In the event he was saved the trouble, for after half an hour Metcalfe ran up from the waist, stared at his watch, referred to Porter's slate, muttered something to Drinkwater, and turned his attention to the quarterdeck guns.

Silence was called for and the 18-pounders that had been cleared away earlier were brought to a state of readiness. Metcalfe excitedly called out a stream of orders at which the gunners, with varying degrees of verisimilitude and enthusiasm for so dumb a show, leapt around their pieces. The cause of the rumbling was swiftly revealed as the 18-pounders were run out through their open ports. On the command 'Point!' the gun-captains kneeled beside the breeches of their brute black charges, squinted along the sights and ordered the carriages slewed, adjusting the elevation at the same time. Vansittart looked in vain for a mark, concluded correctly that it was a sham since no boat had put out from the ship, neither had she been manoeuvred, and watched with increasing fascination. Each gun-captain drew away from his gun, raised one hand in signal while the other grasped the lanyard of his fire-lock. When the row of hands had all gone up, Metcalfe yelled 'Fire!' and there was an anti-climactic click as flint sparked ineffectually against steel.

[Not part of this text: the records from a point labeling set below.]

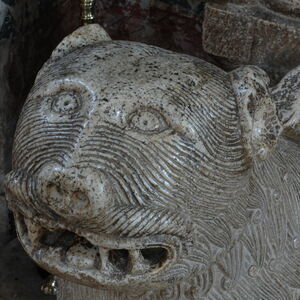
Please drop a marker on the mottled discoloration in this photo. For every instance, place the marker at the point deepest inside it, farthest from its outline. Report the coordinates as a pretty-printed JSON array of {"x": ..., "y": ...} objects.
[{"x": 157, "y": 174}]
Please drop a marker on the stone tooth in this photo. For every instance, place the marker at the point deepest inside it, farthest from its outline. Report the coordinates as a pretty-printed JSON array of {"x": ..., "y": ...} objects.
[
  {"x": 81, "y": 256},
  {"x": 104, "y": 264},
  {"x": 35, "y": 231},
  {"x": 138, "y": 264}
]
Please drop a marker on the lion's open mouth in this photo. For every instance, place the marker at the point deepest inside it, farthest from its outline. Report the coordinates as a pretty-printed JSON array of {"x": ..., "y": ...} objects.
[{"x": 97, "y": 260}]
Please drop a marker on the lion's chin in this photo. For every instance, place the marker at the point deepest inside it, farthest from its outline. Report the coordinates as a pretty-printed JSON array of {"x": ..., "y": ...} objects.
[{"x": 99, "y": 261}]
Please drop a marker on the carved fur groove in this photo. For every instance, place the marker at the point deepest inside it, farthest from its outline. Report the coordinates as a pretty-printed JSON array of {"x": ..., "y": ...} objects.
[{"x": 156, "y": 175}]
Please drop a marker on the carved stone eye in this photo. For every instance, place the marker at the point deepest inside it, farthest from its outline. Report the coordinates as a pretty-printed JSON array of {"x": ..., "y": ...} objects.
[
  {"x": 148, "y": 121},
  {"x": 66, "y": 103}
]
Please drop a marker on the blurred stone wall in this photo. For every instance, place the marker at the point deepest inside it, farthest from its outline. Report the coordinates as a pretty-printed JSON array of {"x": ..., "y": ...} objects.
[{"x": 29, "y": 30}]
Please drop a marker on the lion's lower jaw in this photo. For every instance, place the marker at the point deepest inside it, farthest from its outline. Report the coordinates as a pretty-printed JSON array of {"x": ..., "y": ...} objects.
[{"x": 147, "y": 263}]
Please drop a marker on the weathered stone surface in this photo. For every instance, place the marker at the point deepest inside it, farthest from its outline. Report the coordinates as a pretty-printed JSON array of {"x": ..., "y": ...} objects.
[
  {"x": 157, "y": 175},
  {"x": 252, "y": 34}
]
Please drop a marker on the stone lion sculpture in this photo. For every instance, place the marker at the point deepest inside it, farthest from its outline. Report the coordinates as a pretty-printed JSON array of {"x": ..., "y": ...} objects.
[{"x": 158, "y": 174}]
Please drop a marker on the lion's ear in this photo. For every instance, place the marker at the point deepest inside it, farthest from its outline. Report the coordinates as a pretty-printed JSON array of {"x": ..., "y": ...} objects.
[
  {"x": 83, "y": 36},
  {"x": 286, "y": 96},
  {"x": 260, "y": 124}
]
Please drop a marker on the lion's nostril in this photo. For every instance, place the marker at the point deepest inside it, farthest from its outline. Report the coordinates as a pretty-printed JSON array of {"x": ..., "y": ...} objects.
[
  {"x": 155, "y": 256},
  {"x": 119, "y": 258}
]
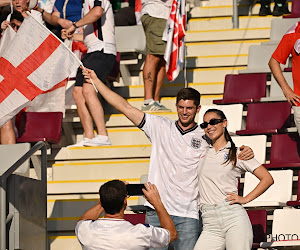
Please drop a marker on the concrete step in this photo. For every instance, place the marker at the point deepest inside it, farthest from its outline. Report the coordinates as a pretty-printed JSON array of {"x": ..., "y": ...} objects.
[
  {"x": 227, "y": 34},
  {"x": 64, "y": 214},
  {"x": 82, "y": 186},
  {"x": 220, "y": 23},
  {"x": 169, "y": 102},
  {"x": 104, "y": 169},
  {"x": 222, "y": 9},
  {"x": 221, "y": 49},
  {"x": 63, "y": 242}
]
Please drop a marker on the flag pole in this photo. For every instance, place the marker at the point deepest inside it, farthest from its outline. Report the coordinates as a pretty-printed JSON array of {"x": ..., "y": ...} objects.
[{"x": 81, "y": 64}]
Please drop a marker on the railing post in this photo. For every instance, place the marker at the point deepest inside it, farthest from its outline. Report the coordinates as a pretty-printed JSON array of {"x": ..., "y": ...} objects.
[
  {"x": 235, "y": 16},
  {"x": 2, "y": 218},
  {"x": 39, "y": 145}
]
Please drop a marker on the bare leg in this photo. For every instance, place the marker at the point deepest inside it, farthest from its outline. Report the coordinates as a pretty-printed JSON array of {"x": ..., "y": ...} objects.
[
  {"x": 149, "y": 74},
  {"x": 160, "y": 78},
  {"x": 83, "y": 112},
  {"x": 95, "y": 108},
  {"x": 7, "y": 133}
]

Having repeated this procedure with both quarterdeck batteries and then the half-dozen 42-pounder slide-mounted carronades on the forecastle, Metcalfe trotted back to Drinkwater.

'Very well,' Vansittart overheard the captain say, 'you may load powder.'

For the next few minutes Vansittart's ear-drums were assailed by the battering thunder of the guns. Clouds of acrid grey smoke swept over him and he was dimly aware, through the sudden, bright flashes that pierced the smoke, of dark objects hurled from the guns, first to starboard and then to larboard. At last they fell silent and Drinkwater turned towards him, the infuriatingly amused yet somehow attractive smile playing about his mouth.